As mentioned above, we established a rainout-shelter control treatment that was identical to the rainout-shelter except that the 12 V-shaped acrylic glass bands were turned over allowing the precipitation to fall onto the plot under the rainout-shelter control. This treatment made it possible to quantify potential artifacts. More details on the parts and the assembly of the rainout-shelters are given in Supplementary Tables 1, 2. A blank-free cutting plan for the pipes, the distances between band holders and details on the adaptor plates for the rain-gutter brackets, the holders for the acrylic glass bands and the clamping claws are shown in Supplementary Figures 7–12. One rainout-shelter as we present it in this study costs 730€ (630€ for a control shelter).

Data Collection

To assess the actual percentage of precipitation intercepted by the rainout-shelters, we used the precipitation data from a close-by weather station in Therwil, Switzerland ( as well as data from the on-field meteorological station (Campbell-CR1000) and regularly measured the amount of intercepted precipitation in the rain barrels. We then subtracted the average amount of precipitation collected in the rain barrels from the amount of rain that fell on the ambient control plot (6.25 m2) to calculate the actual percentage of precipitation that was intercepted by the rainout-shelters.

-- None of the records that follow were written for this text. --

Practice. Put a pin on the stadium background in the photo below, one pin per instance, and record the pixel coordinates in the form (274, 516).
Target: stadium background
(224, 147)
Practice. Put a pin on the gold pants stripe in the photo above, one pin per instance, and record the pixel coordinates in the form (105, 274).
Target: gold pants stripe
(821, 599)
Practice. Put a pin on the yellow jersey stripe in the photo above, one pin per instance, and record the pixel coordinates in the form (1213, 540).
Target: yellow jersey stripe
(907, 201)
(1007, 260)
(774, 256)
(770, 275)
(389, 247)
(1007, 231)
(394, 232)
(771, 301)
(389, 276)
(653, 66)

From April to June 2017 we took weekly measurements at three randomly chosen locations within the center of all 24 subplots to assess volumetric soil water content in 0–6 cm depth (in approx. 75 cm3 soil) using a handheld Time Domain Reflectometry (TDR)-device (ML-2x ThetaProbe, Delta-T). Each month, we sampled soil in the center of all experimental plots (0–20 cm depth), oven-dried the soil sample to constant weight, and calculated the soil water content (% water, based on g H2O/g dry weight). In May 2017, we assessed the extent of lateral water movement (“edge effect”) under the rainout-shelter and the rainout-shelter control in a subset of 2 plots, each along transects from north to south and from west to east (see also Yahdjian and Sala, 2002). Along each transect, we measured the volumetric water content using the TDR device in 0–6 cm depth in triplicates at 13 measurement positions (25 cm apart from each other, see Supplementary Figure 2). For each transect, rainout-shelter type and plot, we performed a one-way ANOVA to assess the effect of the measurement position (distance from shelter edge) on the soil water content, followed by a Tukey's honestly significance post-hoc test. We confirmed the fit of the models by visual inspection of the residual plots, which did not reveal any obvious deviations from homoscedasticity or normality.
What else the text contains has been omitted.